I went to a self-help workshop in which part of the work (for me) was dealing with old sadnesses from childhood. I’d spent some time talking about my mother, mourning how I have always longed for more of a connection to her. She was a very young mother, with very little support and even fewer role models, and she did an outstanding job of figuring it out on her own. But I’m afraid it left her exhausted and with very little room for pillow fights and the kind of fairy tale mother-daughter thing I’d invented in my mind as an ideal. So that was on my mind when I fell asleep that night at the retreat center – sadness and longing and forgiveness.
And then I dreamed that I was standing at a window, and they were passing babies one at a time through the window to me. It was my job to sort them. I was sorting babies. I would hold a baby in my hands, look into its eyes, breathe a few breaths, maybe gently rock it up and down a little, and then declare something like “Oh, this one is going to need a quiet family, he is so so sensitive.” or “This one has a very old soul and should go to someone who has no guidance of her own.” or “Look how hearty she is, it won’t matter where she goes, she’ll be just fine.”

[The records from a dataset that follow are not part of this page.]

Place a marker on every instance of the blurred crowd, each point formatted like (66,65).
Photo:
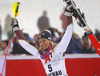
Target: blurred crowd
(77,45)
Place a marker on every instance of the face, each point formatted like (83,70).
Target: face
(3,45)
(44,43)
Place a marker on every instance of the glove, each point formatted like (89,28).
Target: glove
(69,8)
(15,25)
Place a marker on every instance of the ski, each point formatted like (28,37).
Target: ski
(82,22)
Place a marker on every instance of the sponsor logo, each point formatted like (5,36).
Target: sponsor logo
(56,73)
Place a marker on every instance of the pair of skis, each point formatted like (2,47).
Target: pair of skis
(82,23)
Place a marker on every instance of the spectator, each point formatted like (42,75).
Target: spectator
(4,47)
(97,34)
(7,29)
(86,48)
(74,45)
(64,20)
(43,22)
(0,30)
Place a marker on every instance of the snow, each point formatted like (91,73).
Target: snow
(31,10)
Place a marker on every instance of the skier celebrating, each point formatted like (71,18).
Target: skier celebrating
(50,53)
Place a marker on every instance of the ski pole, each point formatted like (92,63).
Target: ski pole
(15,9)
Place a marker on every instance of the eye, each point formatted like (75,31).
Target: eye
(44,40)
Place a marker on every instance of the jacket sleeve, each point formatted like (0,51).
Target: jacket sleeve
(24,43)
(63,44)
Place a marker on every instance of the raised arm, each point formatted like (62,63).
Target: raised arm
(62,46)
(22,40)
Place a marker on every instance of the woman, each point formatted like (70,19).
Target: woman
(50,53)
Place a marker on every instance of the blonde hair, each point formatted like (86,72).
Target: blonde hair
(52,44)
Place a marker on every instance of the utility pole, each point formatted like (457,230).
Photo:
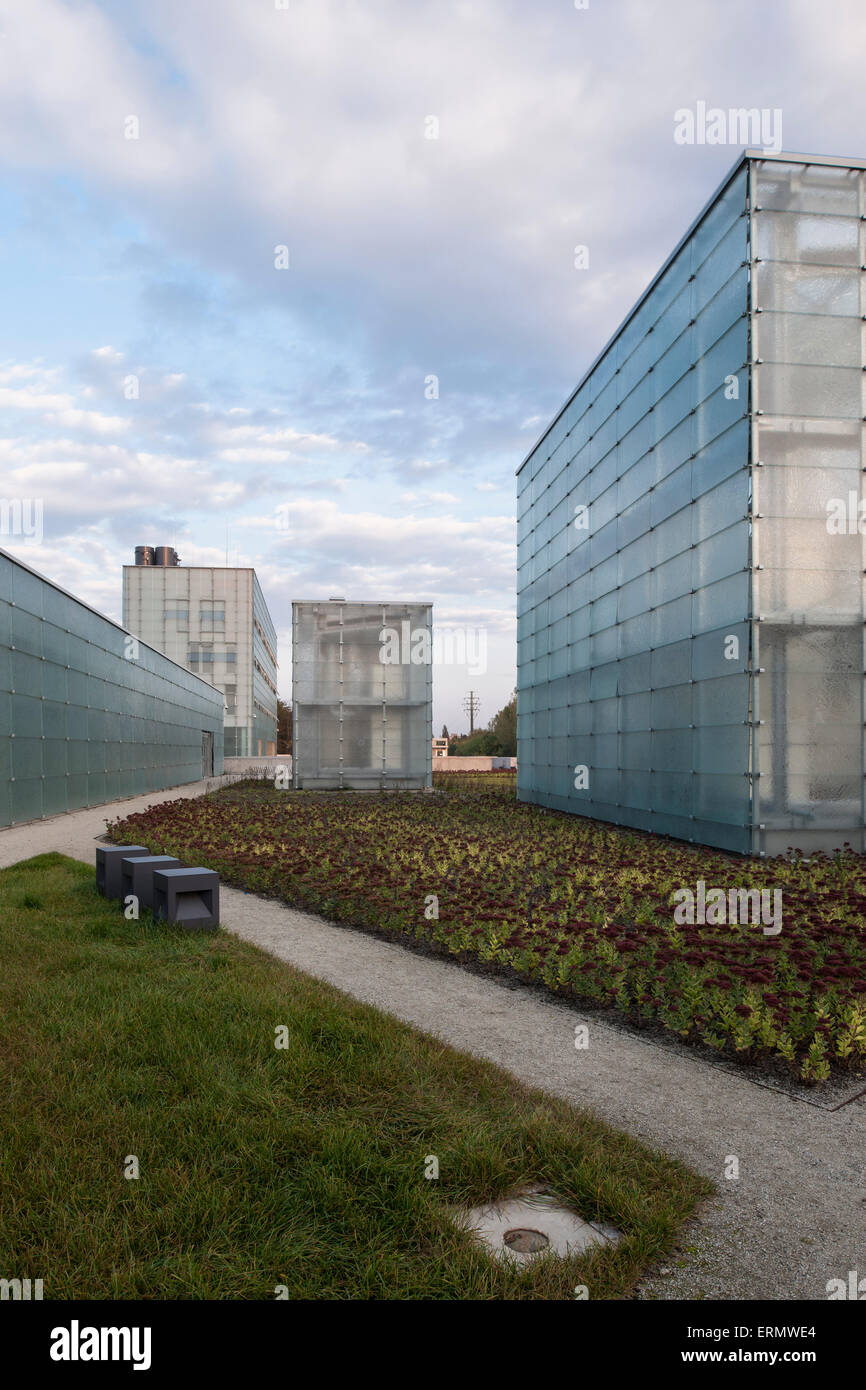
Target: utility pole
(471,705)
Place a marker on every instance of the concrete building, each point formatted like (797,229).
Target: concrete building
(691,546)
(213,622)
(88,712)
(362,694)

When I woke up, I noticed how familiar that dream was, so I asked myself “what is that like?” And it was instantly clear! It connected directly to a memory of my mother. On the week that I came home from the hospital with my first born, Mom stayed with us for a few nights to help out around the house. That first night, the baby woke up fussy, and I carried him into the living room; which woke up my mom. She asked permission for a turn, speaking gently all the while to each of us, “Oh, let’s see what this baby wants… is he a rocker? Does he want to bounce? Maybe he needs it a little quieter.” She experimented with different holds and was incredibly receptive to him. She wasn’t exhausted, or put out, or shut down – She was present.
And it had taken me almost two decades to notice. I don’t have memory of watching my mother parent us as young children, but I recognized in this most honest and humble exchange, that what she did that night for me and my son was extremely familiar to HER. She’d done it for probably a thousand nights in her life… quietly observing, asking, responding. Not forcing her idea of parenting onto us as children, but inviting us (even non-verbal us) to tell her what we needed. And I KNOW she had no one teach her this.
So in spite of my story of whatever longing I had felt before, I came to realize that in the quiet of her very lonely parenting nights (and days), she saw us. And in her quiet way now, she still sees us, though she is incredibly non-interuptive about it, I can feel it now. And in that instance, the longing evaporated, and the gratitude flowed in effortlessly to take its place.